A mais recente edição do Relatório Focus, divulgada nesta segunda-feira (17), revela uma redução na expectativa de inflação para 2025, agora projetada em 4,46%. O índice está abaixo dos 4,55% esperados na semana anterior e dos 4,70% previstos há quatro semanas. Este é o primeiro ano em que o Focus projeta uma inflação para 2025 abaixo do teto da meta, estabelecido em 4,50%.

Apesar da projeção animadora, especialistas recomendam cautela na análise dos dados. A diferença entre a expectativa e o limite máximo da meta é de apenas 0,04 ponto percentual, e trata-se de uma projeção, não de um número consolidado. O principal impacto dessa expectativa de inflação mais baixa reside no potencial reforço das apostas em um corte de juros pelo Comitê de Política Monetária (Copom) em um futuro próximo.

Na última reunião, realizada no início de novembro, o Copom optou por manter a taxa de juros em 15% ao ano, conforme amplamente esperado. A ata da reunião indicou que não se esperam aumentos na taxa, mas também não sinalizou a possibilidade de cortes. No entanto, com a melhora nas expectativas de inflação, investidores aguardam sinais mais claros sobre uma possível redução da Selic.

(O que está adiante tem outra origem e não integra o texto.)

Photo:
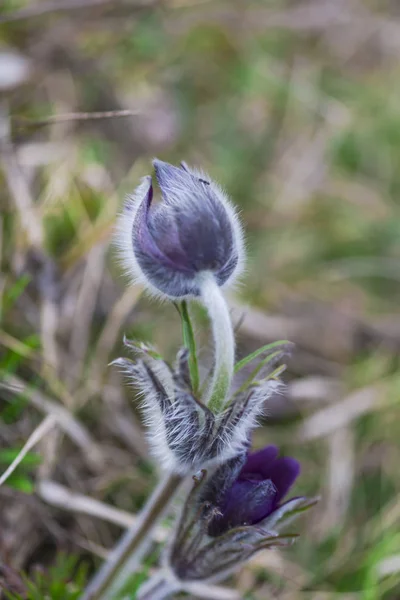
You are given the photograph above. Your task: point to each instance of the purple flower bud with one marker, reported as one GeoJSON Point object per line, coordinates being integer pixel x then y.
{"type": "Point", "coordinates": [235, 513]}
{"type": "Point", "coordinates": [193, 230]}
{"type": "Point", "coordinates": [257, 491]}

Nos Estados Unidos, após o período de paralisação do governo, a semana marca o retorno gradual da divulgação de indicadores econômicos. Na quinta-feira (20), enquanto o mercado brasileiro estará fechado devido ao feriado do Dia da Consciência Negra, será divulgado o nível de emprego não-agrícola referente ao mês de outubro.

O número de setembro não foi divulgado. O Departamento de Estatísticas do Trabalho (BLS) comunicou que poderá divulgar o número de empregos não agrícolas com base em pesquisa de estabelecimentos, embora a taxa de desemprego da pesquisa domiciliar não estará disponível.

Os dados oficiais mais recentes, referentes a agosto, apontaram para um aumento de 22.000 empregos e uma taxa de desemprego de 4,3%. Dados alternativos, provenientes de fontes privadas como o relatório da ADP, indicaram a criação de 42.000 empregos no setor privado em outubro, superando as expectativas.

Esses números são considerados cruciais para os investidores, que buscam traçar cenários para a política monetária americana. No dia 29 de outubro, ocorreu a penúltima reunião do ano do Federal Open Market Committee (Fomc). Conforme esperado, o Fomc reduziu as taxas de juros americanas em 0,25 ponto percentual, fixando-as na faixa entre 3,75% e 4,00% ao ano.

Em coletiva de imprensa, Jerome Powell, presidente do Federal Reserve (FED), afirmou que a possibilidade de um novo corte de juros na última reunião do ano, agendada para dezembro, não é garantida e dependerá dos números de emprego. Daí a importância da divulgação do indicador.

No radar de indicadores, o mercado aguarda a divulgação do Relatório Focus no Brasil e o índice IBC-Br referente ao mês de outubro. O índice anterior registrou +0,40%. Nos Estados Unidos, a semana não apresenta indicadores relevantes.